Photo courtesy of Marina Burity / CC BY-SA 2.0.

Attorney General Maura Healey has struck down a Brookline ban on natural gas hookups in new buildings that could have set a precedent for other municipalities looking to require more environmentally friendly building techniques, but which real estate groups warned could kneecap commercial development.

All town bylaws in Massachusetts must be reviewed by the Attorney General’s office before they can go into effect.

Brookline’s Town Meeting had passed the ban in November of last year with the aim of reducing the town’s carbon emissions. Gas heating and gas-powered appliances accounted for between 60 and 70 percent of the town’s carbon emissions, according to a town analysis of 2008 data cited by the petitioners.

However, natural gas is also used to power large HVAC units in commercial buildings; NAIOP-MA, the state’s chief commercial real estate trade group, contends electrically-powered alternatives are not yet capable of replacing them. The architects of the state’s largest green building project, Boston University’s Data Sciences Center, chose to rely on a complex series of geothermal wells for its heating and cooling needs.

While Brookline’s band exempted life sciences labs – which typically rely on natural-gas powered bunsen burners as critical components of experiments – Cambridge officials had considered a ban that with no such exception, and at least a dozen other towns and cities in the state were mulling similar restrictions.

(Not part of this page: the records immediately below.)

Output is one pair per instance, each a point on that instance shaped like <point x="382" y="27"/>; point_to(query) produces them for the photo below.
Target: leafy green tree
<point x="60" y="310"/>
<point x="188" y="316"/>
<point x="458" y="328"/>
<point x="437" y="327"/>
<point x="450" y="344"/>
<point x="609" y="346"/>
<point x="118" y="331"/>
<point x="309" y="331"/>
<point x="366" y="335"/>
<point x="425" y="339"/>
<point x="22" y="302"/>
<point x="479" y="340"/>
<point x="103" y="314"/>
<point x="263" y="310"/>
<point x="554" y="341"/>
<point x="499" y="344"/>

In a letter to Brookline officials, Healey said Brookline’s ban ran afoul of state law by trying to create local regulations that went beyond the state building code, the state gas code and state Department of Public Utilities regulations.

In an email to supporters, NAIOP-MA CEO Tamara Small called Healey’s decision “a huge win” for the real estate industry. The group was among many that had submitted comments to Healey’s office on the Brookline ban.

Brookline state Rep. Tommy Vitolo, a major proponent of the Brookline ban, said he would seek the necessary changes in state law to allow similar municipal bans to go forward in the future.